Press Release

Attorney General Ellison, Commissioner Lucero choose to fight LGBTQ wedding-video discrimination case in trial court

Instead of appealing split Eighth Circuit decision, will take case back to federal district court to build record of actual facts to counter plaintiff’s ‘fairy tale’ assertions

October 2, 2019 (SAINT PAUL) — Minnesota Attorney General Keith Ellison and Minnesota Human Rights Commissioner Rebecca Lucero announced today that they have chosen to continue to fight the Telescope Media case in federal district court, instead of appealing the case to the full Eighth Circuit or the U.S. Supreme Court. They announced their decision in an opinion piece in Thursday’s StarTribune.

Telescope Media is a videography business in St. Cloud that wants to make wedding videos for couples, but wants to discriminate against same-sex couples in providing that service, in violation of the Minnesota Human Rights Act.

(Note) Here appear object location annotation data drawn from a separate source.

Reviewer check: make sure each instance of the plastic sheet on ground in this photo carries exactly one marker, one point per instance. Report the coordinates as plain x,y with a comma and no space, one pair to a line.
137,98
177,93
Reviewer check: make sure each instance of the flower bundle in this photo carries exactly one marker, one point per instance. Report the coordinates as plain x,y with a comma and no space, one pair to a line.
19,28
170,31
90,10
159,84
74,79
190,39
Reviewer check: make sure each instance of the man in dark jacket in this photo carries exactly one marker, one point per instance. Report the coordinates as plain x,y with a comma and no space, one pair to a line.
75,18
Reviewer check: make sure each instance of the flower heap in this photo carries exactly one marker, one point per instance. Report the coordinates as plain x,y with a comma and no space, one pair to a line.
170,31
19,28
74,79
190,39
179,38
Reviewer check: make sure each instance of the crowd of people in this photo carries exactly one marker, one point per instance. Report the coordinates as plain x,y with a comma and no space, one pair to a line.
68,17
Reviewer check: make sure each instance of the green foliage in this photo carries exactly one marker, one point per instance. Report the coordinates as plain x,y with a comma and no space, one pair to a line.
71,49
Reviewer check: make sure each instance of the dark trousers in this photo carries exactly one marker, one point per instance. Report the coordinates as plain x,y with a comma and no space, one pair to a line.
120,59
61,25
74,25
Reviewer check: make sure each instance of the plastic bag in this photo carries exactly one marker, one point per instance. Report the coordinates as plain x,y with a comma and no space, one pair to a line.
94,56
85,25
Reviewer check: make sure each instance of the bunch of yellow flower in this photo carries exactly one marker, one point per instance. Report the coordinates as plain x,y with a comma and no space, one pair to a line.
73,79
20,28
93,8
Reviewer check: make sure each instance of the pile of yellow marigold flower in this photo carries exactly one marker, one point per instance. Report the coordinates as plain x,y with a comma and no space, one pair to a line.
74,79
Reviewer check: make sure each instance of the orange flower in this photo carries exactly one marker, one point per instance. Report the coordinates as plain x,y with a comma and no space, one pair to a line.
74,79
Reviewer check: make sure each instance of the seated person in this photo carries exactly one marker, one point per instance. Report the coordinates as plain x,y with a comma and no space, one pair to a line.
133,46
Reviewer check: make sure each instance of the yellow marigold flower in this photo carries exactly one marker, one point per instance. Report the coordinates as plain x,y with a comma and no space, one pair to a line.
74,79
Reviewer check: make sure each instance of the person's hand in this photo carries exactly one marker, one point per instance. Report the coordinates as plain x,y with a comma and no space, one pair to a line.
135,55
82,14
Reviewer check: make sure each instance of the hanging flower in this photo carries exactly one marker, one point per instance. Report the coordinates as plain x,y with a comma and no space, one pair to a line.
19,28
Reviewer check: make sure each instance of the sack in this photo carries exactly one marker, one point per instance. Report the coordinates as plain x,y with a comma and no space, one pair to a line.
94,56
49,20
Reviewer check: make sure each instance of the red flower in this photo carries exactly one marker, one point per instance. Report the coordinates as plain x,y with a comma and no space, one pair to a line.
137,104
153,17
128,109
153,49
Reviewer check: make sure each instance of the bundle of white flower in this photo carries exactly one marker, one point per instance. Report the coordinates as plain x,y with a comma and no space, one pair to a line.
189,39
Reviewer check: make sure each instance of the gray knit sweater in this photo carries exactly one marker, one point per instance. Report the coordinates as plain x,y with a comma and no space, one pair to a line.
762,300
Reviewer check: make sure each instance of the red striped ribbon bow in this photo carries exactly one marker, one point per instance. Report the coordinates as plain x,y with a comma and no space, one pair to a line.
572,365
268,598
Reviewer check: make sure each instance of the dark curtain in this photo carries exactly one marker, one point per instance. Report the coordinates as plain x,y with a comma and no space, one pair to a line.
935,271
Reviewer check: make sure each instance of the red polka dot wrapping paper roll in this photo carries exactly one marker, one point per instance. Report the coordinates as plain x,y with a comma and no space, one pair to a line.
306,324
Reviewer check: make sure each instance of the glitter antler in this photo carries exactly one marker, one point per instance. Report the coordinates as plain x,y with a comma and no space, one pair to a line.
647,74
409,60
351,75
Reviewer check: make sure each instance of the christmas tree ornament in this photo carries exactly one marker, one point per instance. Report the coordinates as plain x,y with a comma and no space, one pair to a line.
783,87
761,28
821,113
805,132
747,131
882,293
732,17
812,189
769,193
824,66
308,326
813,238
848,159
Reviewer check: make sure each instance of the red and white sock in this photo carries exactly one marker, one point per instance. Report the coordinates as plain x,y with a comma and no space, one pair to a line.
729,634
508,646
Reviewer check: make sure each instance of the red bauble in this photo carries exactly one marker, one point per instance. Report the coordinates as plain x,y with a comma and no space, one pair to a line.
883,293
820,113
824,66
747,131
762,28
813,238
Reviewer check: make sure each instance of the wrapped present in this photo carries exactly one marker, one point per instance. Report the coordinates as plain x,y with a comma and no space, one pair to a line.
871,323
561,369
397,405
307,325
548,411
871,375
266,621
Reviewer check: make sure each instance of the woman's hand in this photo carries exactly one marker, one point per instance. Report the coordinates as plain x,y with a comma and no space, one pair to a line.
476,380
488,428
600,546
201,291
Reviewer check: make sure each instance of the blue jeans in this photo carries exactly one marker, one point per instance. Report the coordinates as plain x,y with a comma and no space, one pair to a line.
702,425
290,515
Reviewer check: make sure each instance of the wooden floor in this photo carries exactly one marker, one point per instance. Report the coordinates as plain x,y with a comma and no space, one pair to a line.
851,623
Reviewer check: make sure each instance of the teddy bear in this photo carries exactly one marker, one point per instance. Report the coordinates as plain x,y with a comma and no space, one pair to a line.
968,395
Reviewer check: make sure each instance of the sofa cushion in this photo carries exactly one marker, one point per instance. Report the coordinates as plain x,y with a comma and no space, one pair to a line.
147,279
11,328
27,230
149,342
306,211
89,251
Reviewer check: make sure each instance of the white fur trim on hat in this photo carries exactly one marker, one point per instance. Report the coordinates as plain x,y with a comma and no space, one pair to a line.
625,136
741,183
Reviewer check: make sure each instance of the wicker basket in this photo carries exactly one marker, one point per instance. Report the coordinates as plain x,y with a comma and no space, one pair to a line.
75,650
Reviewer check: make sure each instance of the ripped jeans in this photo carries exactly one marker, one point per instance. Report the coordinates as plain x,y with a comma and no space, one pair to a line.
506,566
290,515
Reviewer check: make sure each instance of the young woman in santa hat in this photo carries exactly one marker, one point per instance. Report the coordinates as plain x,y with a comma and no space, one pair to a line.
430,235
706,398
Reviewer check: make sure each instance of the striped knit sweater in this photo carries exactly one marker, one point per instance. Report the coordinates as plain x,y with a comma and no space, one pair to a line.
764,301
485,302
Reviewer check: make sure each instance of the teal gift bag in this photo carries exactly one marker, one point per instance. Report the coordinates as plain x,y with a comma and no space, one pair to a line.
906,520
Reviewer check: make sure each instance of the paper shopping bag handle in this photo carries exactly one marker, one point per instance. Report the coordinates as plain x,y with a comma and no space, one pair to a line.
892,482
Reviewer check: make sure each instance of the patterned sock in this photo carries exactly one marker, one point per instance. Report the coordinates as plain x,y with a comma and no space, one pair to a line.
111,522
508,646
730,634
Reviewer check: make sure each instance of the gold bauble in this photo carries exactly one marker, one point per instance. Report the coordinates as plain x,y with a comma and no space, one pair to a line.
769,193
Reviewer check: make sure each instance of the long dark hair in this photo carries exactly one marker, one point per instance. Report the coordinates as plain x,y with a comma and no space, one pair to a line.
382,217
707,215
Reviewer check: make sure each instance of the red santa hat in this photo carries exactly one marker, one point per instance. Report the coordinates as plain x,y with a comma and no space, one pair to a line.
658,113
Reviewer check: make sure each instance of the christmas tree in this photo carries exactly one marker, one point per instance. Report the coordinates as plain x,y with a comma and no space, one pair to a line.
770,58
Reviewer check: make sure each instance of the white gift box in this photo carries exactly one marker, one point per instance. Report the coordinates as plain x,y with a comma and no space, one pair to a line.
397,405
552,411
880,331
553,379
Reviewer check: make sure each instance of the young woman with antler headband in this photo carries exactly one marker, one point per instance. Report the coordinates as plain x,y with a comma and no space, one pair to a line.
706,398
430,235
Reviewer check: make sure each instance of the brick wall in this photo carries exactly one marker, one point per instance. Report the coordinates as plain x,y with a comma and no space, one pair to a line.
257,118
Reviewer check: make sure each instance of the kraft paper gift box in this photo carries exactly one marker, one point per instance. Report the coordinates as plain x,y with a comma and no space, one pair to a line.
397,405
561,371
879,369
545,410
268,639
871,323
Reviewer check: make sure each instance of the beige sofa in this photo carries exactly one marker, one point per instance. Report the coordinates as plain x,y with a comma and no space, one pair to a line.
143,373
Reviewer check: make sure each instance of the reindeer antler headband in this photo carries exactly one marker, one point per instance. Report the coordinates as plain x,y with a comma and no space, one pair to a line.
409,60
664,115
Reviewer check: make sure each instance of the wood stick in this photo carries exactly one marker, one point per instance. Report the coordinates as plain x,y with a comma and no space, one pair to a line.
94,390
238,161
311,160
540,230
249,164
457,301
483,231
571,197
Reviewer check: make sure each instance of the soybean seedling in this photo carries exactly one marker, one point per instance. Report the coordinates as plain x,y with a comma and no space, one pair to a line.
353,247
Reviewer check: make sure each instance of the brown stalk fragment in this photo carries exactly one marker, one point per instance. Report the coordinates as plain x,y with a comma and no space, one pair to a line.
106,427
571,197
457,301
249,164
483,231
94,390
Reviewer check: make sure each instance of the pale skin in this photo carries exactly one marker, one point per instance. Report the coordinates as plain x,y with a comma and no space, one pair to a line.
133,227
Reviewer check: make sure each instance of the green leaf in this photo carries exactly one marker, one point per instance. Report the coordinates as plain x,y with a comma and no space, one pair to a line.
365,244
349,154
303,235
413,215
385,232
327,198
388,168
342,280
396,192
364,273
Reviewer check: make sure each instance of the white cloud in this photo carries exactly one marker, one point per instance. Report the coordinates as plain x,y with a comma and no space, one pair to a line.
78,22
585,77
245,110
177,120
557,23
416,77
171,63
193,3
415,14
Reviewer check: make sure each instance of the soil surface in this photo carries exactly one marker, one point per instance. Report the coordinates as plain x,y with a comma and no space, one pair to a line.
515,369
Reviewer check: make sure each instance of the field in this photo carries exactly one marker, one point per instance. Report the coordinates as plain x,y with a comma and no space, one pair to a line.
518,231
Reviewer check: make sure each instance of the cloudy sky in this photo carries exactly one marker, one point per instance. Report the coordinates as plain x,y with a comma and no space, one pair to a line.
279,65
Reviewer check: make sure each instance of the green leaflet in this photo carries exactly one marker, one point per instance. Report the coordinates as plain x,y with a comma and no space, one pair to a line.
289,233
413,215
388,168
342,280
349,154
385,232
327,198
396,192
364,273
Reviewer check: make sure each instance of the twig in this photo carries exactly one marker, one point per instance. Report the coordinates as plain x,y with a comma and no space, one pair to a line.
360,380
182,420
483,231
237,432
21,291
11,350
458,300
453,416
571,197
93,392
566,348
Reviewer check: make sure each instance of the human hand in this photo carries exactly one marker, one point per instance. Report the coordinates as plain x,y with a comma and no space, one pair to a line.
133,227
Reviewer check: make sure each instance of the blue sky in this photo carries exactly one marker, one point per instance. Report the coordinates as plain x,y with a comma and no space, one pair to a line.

“Minnesotans are decent people. We think everyone, no exceptions, should be able to live with the same dignity and respect we want for ourselves and our families. That’s just common decency,” Attorney General Ellison and Commissioner Lucero said. “Telescope wants to breach common decency on the grounds of ‘free speech.’ But their right to believe what they want is already fully protected. What they’re asking for is a license to discriminate against LGBTQ folks that could open up a can of worms for everyone.”

They continued, “We could have appealed the Eighth’s Circuit’s divided decision to the Supreme Court, but with the limited facts currently on record and the current composition of the court, that’s what Telescope and the extremist legal-advocacy group representing them want us to do. Instead, we’re taking the case back to federal district court, where we can establish a set of actual facts that are based in reality, not the fairy tale that Telescope is trying to tell,”

“In the meantime, we’re going to keep honoring the First Amendment, which allows everyone to believe what they want no matter how much we may disagree with them, and keep enforcing the Human Rights Act, which allows every Minnesotan to receive the same services in public no matter who they are,” Attorney General Ellison and Commissioner Lucero concluded.

Background

Telescope Media in St. Cloud is a videography business that does not currently make wedding videos for any couples, straight or LGBTQ, but says it wants to enter the wedding-video business. Unusually, it claims that it would retain near-total creative control over the videos, such that a couple getting married would be little more than actors in Telescope’s short film. Telescope wants the right to deny this service to same-sex couples. Doing so would violate the Minnesota Human Rights Act, which among other things requires that LGBTQ Minnesotans and members of other protected classes have equal access to services that are offered to the general public.

Although Telescope is not yet in the wedding-video market — meaning that the business has not yet turned down any LGBTQ customers for their prospective wedding-video service — it filed a preemptive suit against the Attorney General and Human Rights Commissioner in U.S. District Court for the District of Minnesota in December 2016. In the suit, Telescope alleges that enforcing the Minnesota Human Rights Act to require that it offer the same unusual wedding-video services to LGBTQ customers as they would to straight customers violates its rights to free speech, free exercise of religion, equal protection, due process, and procedural due process, and puts unconstitutional conditions on its access to Minnesota’s marketplace.

In September 2017, the district court dismissed all of Telescope’s claims. Telescope appealed that dismissal to the U.S. Court of Appeals for the Eighth Circuit. On August 23, 2019, in a split 2-1 decision, a three-judge panel of the Eighth Circuit upheld the lower court’s dismissal of most of Telescope’s claims, but reversed the lower court’s dismissal of Telescope’s free-speech and free-exercise claims and remanded those claims to the federal district court. Because no fact-finding had occurred yet at the district court level, the circuit court was obliged to accept as true Telescope’s assertions about the unusual wedding-video service it plans to offer.

In a strongly-worded dissent, Judge Jane Kelly wrote, “… what may start in the wedding business — ‘we don’t do interracial weddings,’ ‘we don’t film Jewish ceremonies,’ and so on — likely will not end there.” (See p. 56 of decision.) By the logic of the panel’s decision, a tax preparer could refuse to do someone’s taxes because they disapprove of that person’s marital status or think a woman should not work outside the home. A convenience-store clerk could refuse to let someone pump gas because they do not believe in a religious symbol the customer is wearing or the color of the customer’s skin offends them.